Fuck off, 2020

It’s the last day of 2020.

I know there’s no real magic, no solid reason tomorrow will be better or the day after that, but there’s definitely a psychological difference between December 31, 2020 and January 1st, 2021 and I’m looking forward to it. Just because we don’t know why placebo studies show some folks improving when the real medicine isn’t administered doesn’t mean it’s not real at some level and I guess I’m holding out hope that it’ll be the same for this next year. Back when the pandemic felt like it had become ‘real’, I had just bought a new batik shirt. When I got it, I set it aside and figured I’d save it for when things were back to normal, but it’s been almost 10 months and here we are and I’m both here in this timeless Neverending Month of March and feeling like it’s the mid-2000s again. I’ll explain.

About 15 years ago, I got laid off and spent a terrible, no good, awful year-plus in flux, even after I was hired into a new job. We lost family to tragedy, we lost our savings keeping our home, we went into debt that was affecting our daily lives until just a few months ago, it was a bad year. The whole time, I found myself making decisions based on dealing with issues ‘for the duration of the crisis’. Everything I did fit into this model, fit into this structure of ‘I know this isn’t perfect, but this is the kind of thing I need to do for the duration of the emergency’. Going from one crisis to the next is normal for many folks for reasons ranging from financial to medical to situational and more so I was grateful that I could couch my plans in terms of ‘for the duration of the emergency’.
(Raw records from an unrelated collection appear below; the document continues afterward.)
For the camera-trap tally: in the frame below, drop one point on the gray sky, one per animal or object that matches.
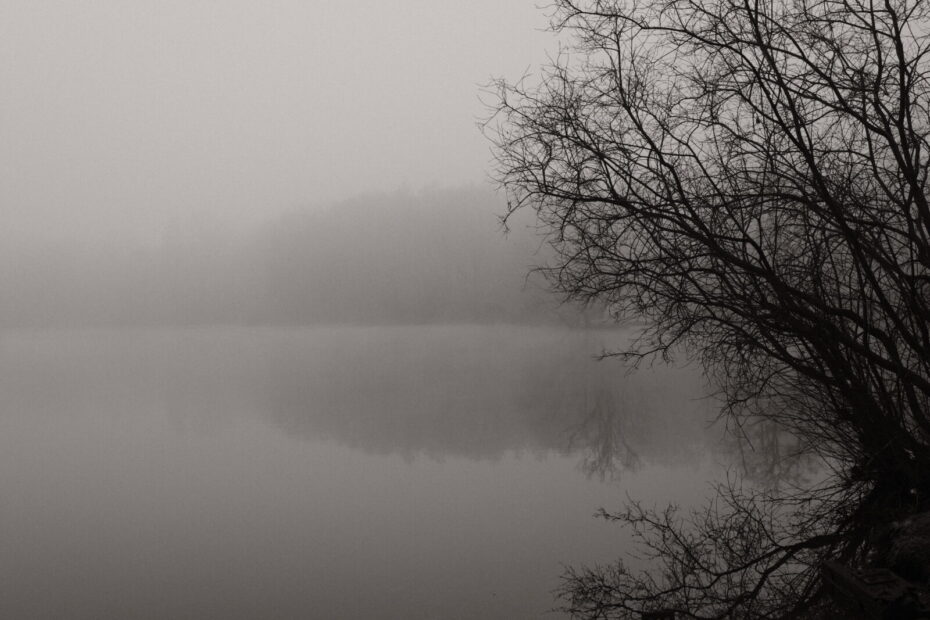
(124, 117)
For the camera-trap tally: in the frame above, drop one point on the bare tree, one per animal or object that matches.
(751, 177)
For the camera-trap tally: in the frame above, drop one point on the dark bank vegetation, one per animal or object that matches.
(408, 257)
(751, 178)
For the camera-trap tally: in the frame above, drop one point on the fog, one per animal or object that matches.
(266, 350)
(425, 257)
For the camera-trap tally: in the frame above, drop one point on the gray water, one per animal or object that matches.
(350, 472)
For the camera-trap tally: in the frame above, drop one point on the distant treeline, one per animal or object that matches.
(431, 256)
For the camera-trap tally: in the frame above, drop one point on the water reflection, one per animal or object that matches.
(352, 472)
(476, 392)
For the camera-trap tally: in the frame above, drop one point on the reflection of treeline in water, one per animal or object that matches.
(436, 256)
(468, 391)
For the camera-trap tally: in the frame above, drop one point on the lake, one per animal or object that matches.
(329, 472)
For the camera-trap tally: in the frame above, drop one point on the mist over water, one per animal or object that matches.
(266, 350)
(410, 471)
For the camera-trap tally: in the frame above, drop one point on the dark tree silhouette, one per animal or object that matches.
(751, 178)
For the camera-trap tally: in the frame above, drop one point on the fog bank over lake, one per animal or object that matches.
(433, 256)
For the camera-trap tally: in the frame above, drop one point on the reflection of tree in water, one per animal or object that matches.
(602, 436)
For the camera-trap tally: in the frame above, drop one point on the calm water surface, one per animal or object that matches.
(402, 472)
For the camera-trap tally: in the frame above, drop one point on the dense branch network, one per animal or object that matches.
(751, 177)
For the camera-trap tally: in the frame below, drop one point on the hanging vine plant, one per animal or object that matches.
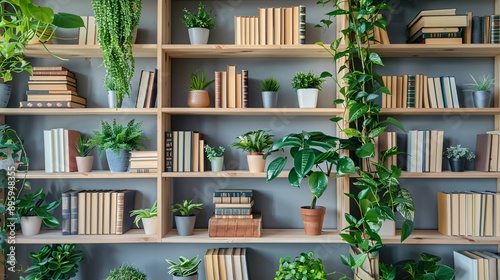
(116, 21)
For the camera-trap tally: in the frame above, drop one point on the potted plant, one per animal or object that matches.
(126, 272)
(149, 217)
(198, 96)
(185, 219)
(216, 157)
(185, 269)
(308, 86)
(269, 88)
(84, 162)
(304, 266)
(117, 23)
(56, 262)
(22, 21)
(255, 143)
(117, 140)
(481, 91)
(33, 210)
(457, 155)
(199, 25)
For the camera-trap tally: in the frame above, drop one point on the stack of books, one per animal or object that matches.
(97, 211)
(226, 264)
(143, 162)
(437, 27)
(52, 87)
(471, 213)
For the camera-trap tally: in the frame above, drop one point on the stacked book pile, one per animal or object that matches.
(233, 215)
(231, 88)
(226, 264)
(143, 161)
(420, 91)
(272, 26)
(471, 213)
(52, 87)
(424, 149)
(476, 265)
(184, 151)
(59, 149)
(437, 27)
(97, 211)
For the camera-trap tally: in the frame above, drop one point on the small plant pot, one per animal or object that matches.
(185, 225)
(84, 164)
(198, 36)
(313, 219)
(216, 164)
(198, 99)
(30, 225)
(457, 164)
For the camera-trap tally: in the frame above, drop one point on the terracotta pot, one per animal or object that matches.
(198, 99)
(313, 219)
(256, 163)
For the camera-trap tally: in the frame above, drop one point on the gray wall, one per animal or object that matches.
(277, 200)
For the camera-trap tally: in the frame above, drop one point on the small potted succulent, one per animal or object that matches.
(481, 91)
(308, 86)
(149, 217)
(255, 143)
(185, 219)
(199, 25)
(457, 155)
(216, 157)
(198, 95)
(185, 269)
(269, 88)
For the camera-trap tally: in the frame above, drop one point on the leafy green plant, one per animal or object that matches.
(20, 21)
(35, 205)
(54, 262)
(270, 84)
(307, 80)
(117, 22)
(202, 19)
(254, 141)
(186, 207)
(144, 213)
(199, 80)
(304, 266)
(115, 136)
(185, 267)
(459, 152)
(126, 272)
(213, 152)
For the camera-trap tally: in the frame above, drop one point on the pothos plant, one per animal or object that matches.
(379, 193)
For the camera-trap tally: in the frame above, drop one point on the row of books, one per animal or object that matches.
(226, 264)
(469, 213)
(476, 265)
(184, 151)
(425, 150)
(97, 211)
(143, 162)
(59, 149)
(231, 88)
(420, 91)
(272, 26)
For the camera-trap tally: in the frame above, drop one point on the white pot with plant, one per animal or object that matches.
(307, 86)
(199, 25)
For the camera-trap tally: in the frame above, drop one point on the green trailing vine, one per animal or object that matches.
(116, 21)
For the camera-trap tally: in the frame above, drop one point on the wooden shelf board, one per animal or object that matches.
(255, 111)
(96, 174)
(84, 51)
(77, 111)
(55, 236)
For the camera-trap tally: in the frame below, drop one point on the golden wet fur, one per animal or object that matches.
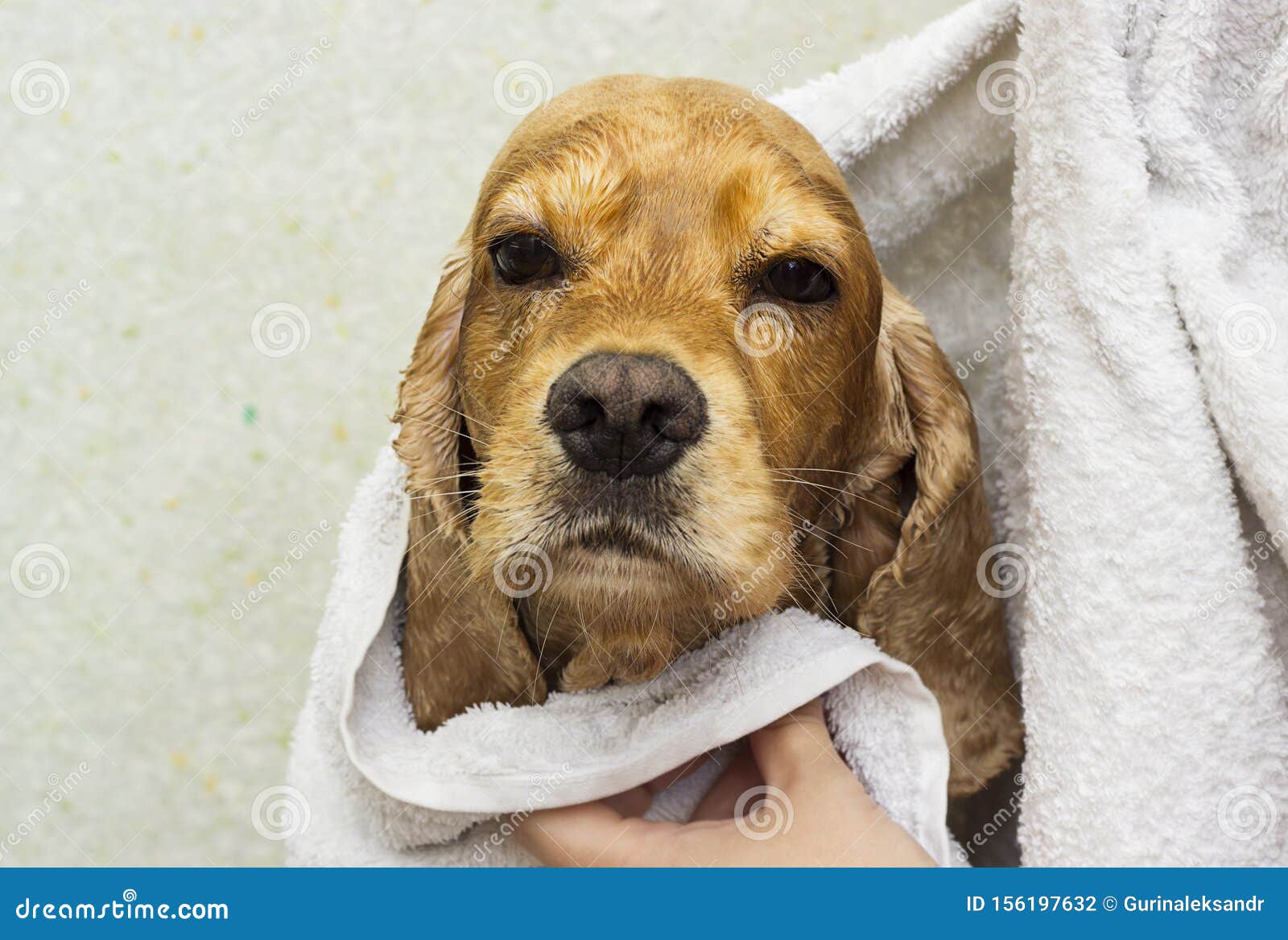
(667, 214)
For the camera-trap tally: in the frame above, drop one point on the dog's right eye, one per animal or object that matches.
(522, 258)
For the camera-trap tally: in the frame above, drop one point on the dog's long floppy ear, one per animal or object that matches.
(906, 559)
(463, 644)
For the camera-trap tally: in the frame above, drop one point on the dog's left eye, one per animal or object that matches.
(800, 281)
(523, 258)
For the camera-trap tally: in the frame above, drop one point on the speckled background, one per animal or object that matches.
(164, 451)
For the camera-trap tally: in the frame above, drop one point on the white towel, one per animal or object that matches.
(378, 791)
(1120, 315)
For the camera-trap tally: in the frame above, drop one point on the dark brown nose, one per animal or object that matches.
(626, 415)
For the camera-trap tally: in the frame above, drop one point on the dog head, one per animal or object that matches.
(663, 388)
And one day, I was able to tell myself the emergency was over. That didn’t mean everything was fine, it didn’t mean all of our problems had gone away, but I was able to allow myself to start making longer term decisions that went beyond ‘put water on the fire’ or ‘hold onto the rescue rope’ or ‘don’t sink under the water’. The bad stuff had still happened, there was still uncertainty about the future and what would come next, but thinking beyond the immediate crisis suddenly felt possible again.

Since March, I’ve been living and deciding within the context of ‘the duration of the emergency’. I have what I have to acknowledge to myself is a serious medical issue that I may not survive, we’re going through a global pandemic that’s tearing families apart in so many different ways and has killed almost two million people so far, and as a nation we’re in the midst of an absolutely unbelievable schism of ignorance and arrogant, conspiracy-minded racist demagoguery that’s proudly embraced lawlessness and sociopathy. That shirt I bought in March, it’s sitting in my closet, unopened.

Things are not good, but there’s a chance they can get better.

My medical thing is being treated (if not improving yet) so there’s still a chance. The vaccines are being approved and administered, more than two million in the US have gotten their first shot so far. In three weeks, the General Services Administration will be sending a team of contractors through the White House to thoroughly disinfect every disease-ridden surfaces possible before a new administration comes in, but a new administration WILL be coming in. A month from now, I’ll probably still be sick, people will still be dying of an avoidable disease that was somehow politicized, and we’ll all still be burdened by the dumb, foolish, and uncaring monsters that were in our lives this whole time that we tried to ignore, but there are good things happening too and maybe things will trend towards better.

But that’s a month from now, for today I’m gonna try and ride out the last hours of 2020 knowing that a new year’s just around the corner. I’m going to hold onto that hope for the future that’s been so hard to believe because I need it, I need that hope, that hope that ‘the duration of the emergency’ has an expiration date because it has before. I’m going to put a lot of pressure on the concept of ‘Maybe’ because that’s what I need to move forward.

Maybe my medical thing will start to get better. Maybe the Constitutional and law will push back against some of the corruption. Maybe the racists will start to be afraid again. Maybe in two or three months if we’re all lucky and get get our shit together as a nation, I’ll be able to go to a ‘normal’ feeling meeting with friends, the kind where we can hug again and maybe…

Well, maybe I’ll be able to wear that shirt.